Peter Kippax

Personal information
- Full name: Frederick Peter Kippax
- Date of birth: 17 July 1922
- Place of birth: Burnley, England
- Date of death: 21 September 1987 (aged 65)
- Place of death: Lytham St Annes, England
- Position: Left winger

Senior career*
- Years: Team / Apps / (Gls)
- 1946–1948: Burnley / 32 / (6)
- 1948–1950: Liverpool / 1 / (0)
- 1950: Preston North End

International career
- 1948: Great Britain / 3 / (0)

= Peter Kippax (footballer) =

English footballer

Frederick Peter Kippax (17 July 1922 – 21 September 1987) was an English amateur footballer who played as a left winger.

==Career==
===Club career===
Having made wartime guest appearances for Charlton Athletic, Grimsby Town, Manchester United, West Ham United, Fulham, Liverpool, Hearts, and Hibernian during World War II, Kippax started his career in the Football League with Burnley, before moving to Liverpool in January 1949.

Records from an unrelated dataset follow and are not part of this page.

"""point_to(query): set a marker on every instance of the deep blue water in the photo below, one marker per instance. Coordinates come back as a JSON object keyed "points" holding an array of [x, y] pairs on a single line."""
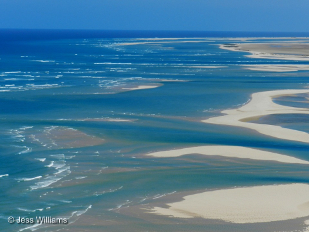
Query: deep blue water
{"points": [[60, 156]]}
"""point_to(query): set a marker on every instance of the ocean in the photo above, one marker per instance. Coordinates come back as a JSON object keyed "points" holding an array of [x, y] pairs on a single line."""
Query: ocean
{"points": [[75, 131]]}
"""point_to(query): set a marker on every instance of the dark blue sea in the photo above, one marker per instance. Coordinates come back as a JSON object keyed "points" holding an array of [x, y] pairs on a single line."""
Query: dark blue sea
{"points": [[75, 131]]}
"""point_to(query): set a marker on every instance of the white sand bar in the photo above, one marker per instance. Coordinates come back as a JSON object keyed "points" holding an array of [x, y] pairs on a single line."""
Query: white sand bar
{"points": [[244, 205], [231, 152], [142, 87], [261, 104]]}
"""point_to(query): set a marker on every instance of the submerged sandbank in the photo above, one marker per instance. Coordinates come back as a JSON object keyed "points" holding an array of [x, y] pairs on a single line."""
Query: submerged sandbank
{"points": [[276, 67], [231, 152], [142, 87], [261, 104], [282, 51], [244, 205]]}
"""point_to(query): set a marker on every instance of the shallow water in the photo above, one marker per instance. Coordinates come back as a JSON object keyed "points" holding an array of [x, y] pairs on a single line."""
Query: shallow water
{"points": [[57, 161]]}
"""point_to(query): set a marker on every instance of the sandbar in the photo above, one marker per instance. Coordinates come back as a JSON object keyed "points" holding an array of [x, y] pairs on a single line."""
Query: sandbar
{"points": [[244, 205], [281, 51], [262, 104], [231, 152], [142, 87], [276, 67]]}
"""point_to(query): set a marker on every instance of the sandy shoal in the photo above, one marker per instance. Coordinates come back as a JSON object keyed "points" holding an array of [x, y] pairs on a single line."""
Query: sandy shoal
{"points": [[142, 87], [276, 67], [231, 152], [244, 205], [261, 104], [282, 51], [107, 120]]}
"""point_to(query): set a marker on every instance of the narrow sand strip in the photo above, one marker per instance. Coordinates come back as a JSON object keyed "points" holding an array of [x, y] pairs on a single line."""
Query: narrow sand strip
{"points": [[281, 51], [244, 205], [261, 104], [276, 67], [232, 152]]}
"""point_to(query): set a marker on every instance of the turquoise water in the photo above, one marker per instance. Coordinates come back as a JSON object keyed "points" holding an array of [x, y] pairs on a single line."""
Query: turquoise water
{"points": [[61, 157]]}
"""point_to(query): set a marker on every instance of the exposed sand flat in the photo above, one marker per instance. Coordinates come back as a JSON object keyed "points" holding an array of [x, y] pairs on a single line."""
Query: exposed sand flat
{"points": [[232, 152], [261, 104], [276, 67], [159, 42], [141, 87], [244, 205], [206, 66], [282, 51]]}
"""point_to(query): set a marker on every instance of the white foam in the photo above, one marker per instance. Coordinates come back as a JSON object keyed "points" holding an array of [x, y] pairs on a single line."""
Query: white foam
{"points": [[29, 179], [29, 210], [58, 156], [47, 182], [27, 150]]}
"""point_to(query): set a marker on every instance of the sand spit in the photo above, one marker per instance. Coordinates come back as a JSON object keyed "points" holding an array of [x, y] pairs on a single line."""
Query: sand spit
{"points": [[141, 87], [244, 205], [281, 51], [276, 68], [261, 104], [231, 152]]}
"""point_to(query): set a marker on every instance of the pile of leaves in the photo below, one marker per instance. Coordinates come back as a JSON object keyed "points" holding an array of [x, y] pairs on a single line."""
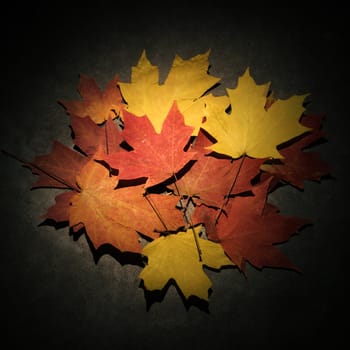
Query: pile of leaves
{"points": [[180, 176]]}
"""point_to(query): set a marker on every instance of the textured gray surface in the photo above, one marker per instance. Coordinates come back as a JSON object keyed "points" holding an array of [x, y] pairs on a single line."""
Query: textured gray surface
{"points": [[54, 294]]}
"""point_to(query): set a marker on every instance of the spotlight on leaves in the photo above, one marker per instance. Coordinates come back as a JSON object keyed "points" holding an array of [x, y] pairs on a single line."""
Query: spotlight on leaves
{"points": [[179, 176]]}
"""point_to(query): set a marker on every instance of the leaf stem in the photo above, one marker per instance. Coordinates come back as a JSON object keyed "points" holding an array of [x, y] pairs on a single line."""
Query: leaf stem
{"points": [[188, 220], [227, 197], [155, 210], [33, 165]]}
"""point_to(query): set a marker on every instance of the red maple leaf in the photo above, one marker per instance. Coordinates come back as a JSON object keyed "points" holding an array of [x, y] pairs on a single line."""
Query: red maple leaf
{"points": [[59, 168], [155, 156], [91, 138], [210, 178], [298, 163], [251, 229], [96, 104]]}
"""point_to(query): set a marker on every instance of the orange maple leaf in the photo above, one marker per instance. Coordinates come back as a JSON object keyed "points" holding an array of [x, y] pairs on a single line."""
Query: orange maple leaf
{"points": [[116, 216]]}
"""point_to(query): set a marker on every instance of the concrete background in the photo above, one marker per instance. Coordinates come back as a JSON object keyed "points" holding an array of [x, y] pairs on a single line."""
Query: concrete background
{"points": [[53, 292]]}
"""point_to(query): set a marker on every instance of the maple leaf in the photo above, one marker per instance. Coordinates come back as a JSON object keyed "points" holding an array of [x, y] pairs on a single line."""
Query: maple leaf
{"points": [[115, 216], [208, 177], [175, 257], [252, 228], [59, 212], [59, 168], [96, 104], [251, 129], [186, 83], [91, 138], [297, 164], [156, 156]]}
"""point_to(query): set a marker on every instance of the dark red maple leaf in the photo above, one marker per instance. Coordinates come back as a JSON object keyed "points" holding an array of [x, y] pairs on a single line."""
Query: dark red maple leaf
{"points": [[209, 179], [251, 229], [155, 156], [97, 104], [299, 164]]}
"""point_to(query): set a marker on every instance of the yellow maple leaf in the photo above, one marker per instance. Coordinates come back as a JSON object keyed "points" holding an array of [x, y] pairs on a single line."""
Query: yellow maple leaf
{"points": [[187, 82], [176, 257], [251, 129]]}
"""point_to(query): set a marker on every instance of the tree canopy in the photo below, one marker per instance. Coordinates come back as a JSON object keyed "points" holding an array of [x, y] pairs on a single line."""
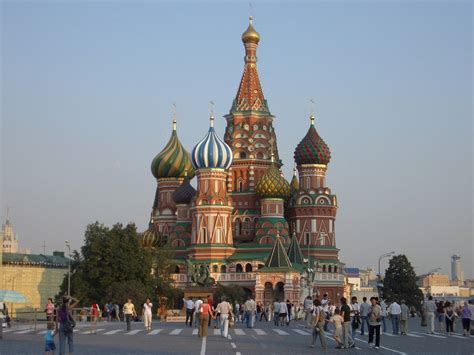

Kippax made his Liverpool debut in a 1–0 win over Birmingham City on 12 March 1949; this was to be his only appearance for the club, before joining Preston North End in 1950.

He later played for Yorkshire Amateur until 1956.

===International career===
Kippax represented Great Britain at the 1948 Summer Olympics, featuring three times as the British side finished fourth.